Other participants enjoyed lecturers who were simply approachable and relational, highlighting the importance of both relational ethics and compassionate pedagogical approaches.
“Most of the students wanted flexibility around assignment due dates, finding it difficult to task-switch between courses and assessments. They wanted to point out that they were not lacking in drive and motivation - far from it! They were driven, wanted to do well, fully engaged and were striving to succeed! Many of our participants were high academic achievers," Dr McGuigan says.
“Meeting and connecting with other neurodivergent students opened an array of social opportunities at university that were previously missing in their lives and brought much needed joy and a reduction in a sense of isolation for participants.
“Some, however, continued to feel as though they had no place within the university and craved a club and social space to meet others. Coming on to campus was a problem for some and the lack of dedicated safe, low sensory spaces on campus added to this dilemma.”
Since this research, a study club for undergraduate students has been formed and a social club for undergraduate and postgraduate students has been established within Te Kunenga ki Pūrehuroa Massey University.

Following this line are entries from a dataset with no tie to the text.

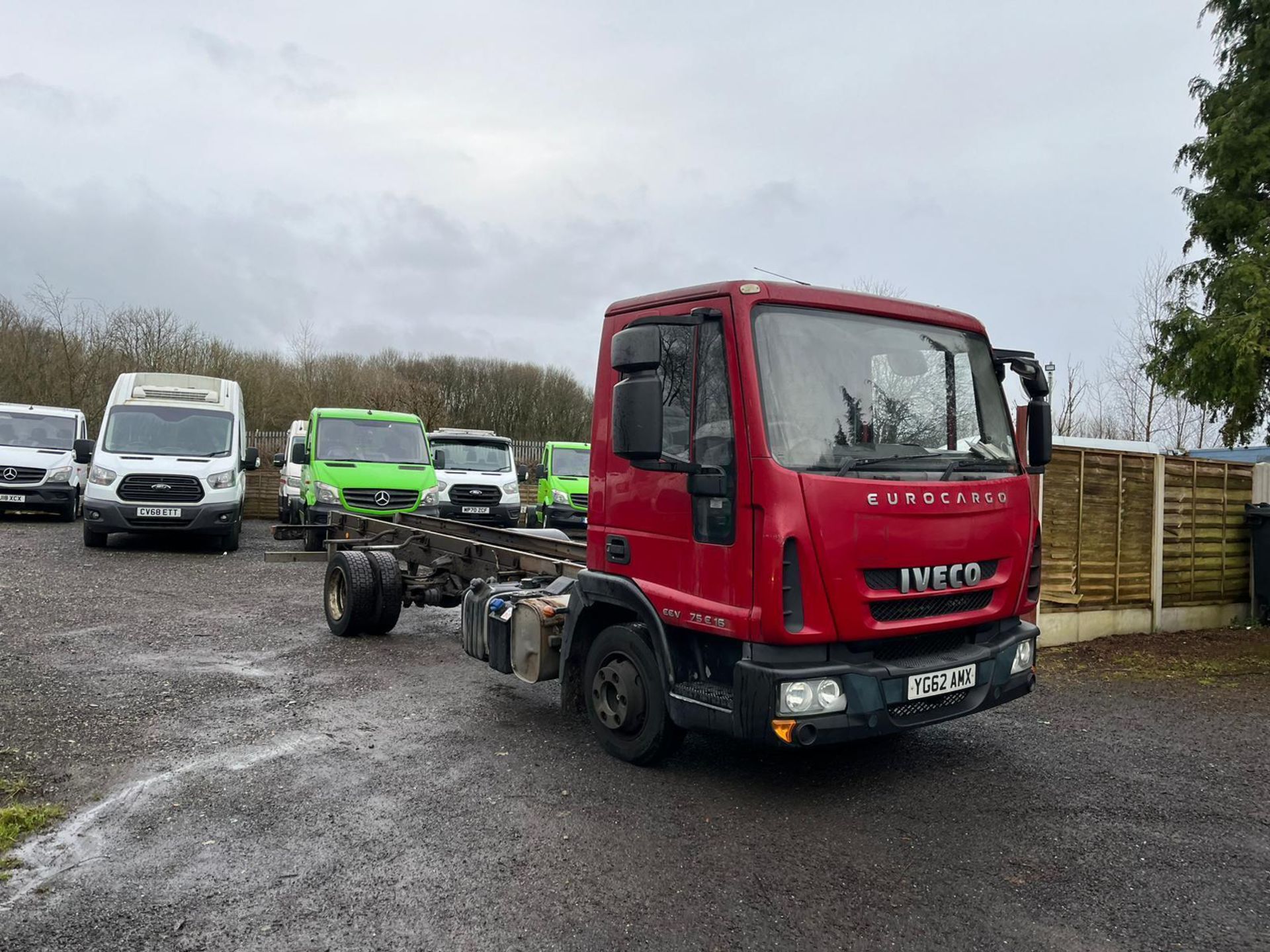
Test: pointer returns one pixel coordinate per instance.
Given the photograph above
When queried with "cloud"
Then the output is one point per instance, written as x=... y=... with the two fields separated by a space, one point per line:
x=27 y=95
x=290 y=74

“We found that most participants aspired to work and careers, and some were working within the tertiary settings they belonged to,” Dr Crooks says.
“A few participants held no aspirations for work and felt that university provided a respite from school and from the pressures associated with the next phase of their life. For them, university was like a liminal space. In that sense the love of learning drove them to tertiary and was motivating in itself. However, the future looked bleak and some felt unprepared for work.”
The participants reported that there were constant reminders of what it means to be neurodivergent in neurotypical spaces, including limited visibility and seemingly indifference by the leaders of tertiary institutions of their presence, limited neurodiversity-related understanding by neurotypical staff and a general unwillingness to cater for a neurodiverse student body across all modalities of campus life.
Nonetheless, participants were hopeful. There were 'pockets of hope' in the form of growing self-understanding through diagnosis and education, advocacy efforts and opportunities to encounter more allies in university than there had been in secondary school, leaving participants hopeful that things will continue to change in the future.
“Their participation in our study was one way in which they were advocating for institutional change; they were speaking up to have their voices heard,” Dr Crooks and Dr McGuigan say.
ADHD awareness is for the entire month of October. Dyslexia Awareness Week is 2 to 8 October.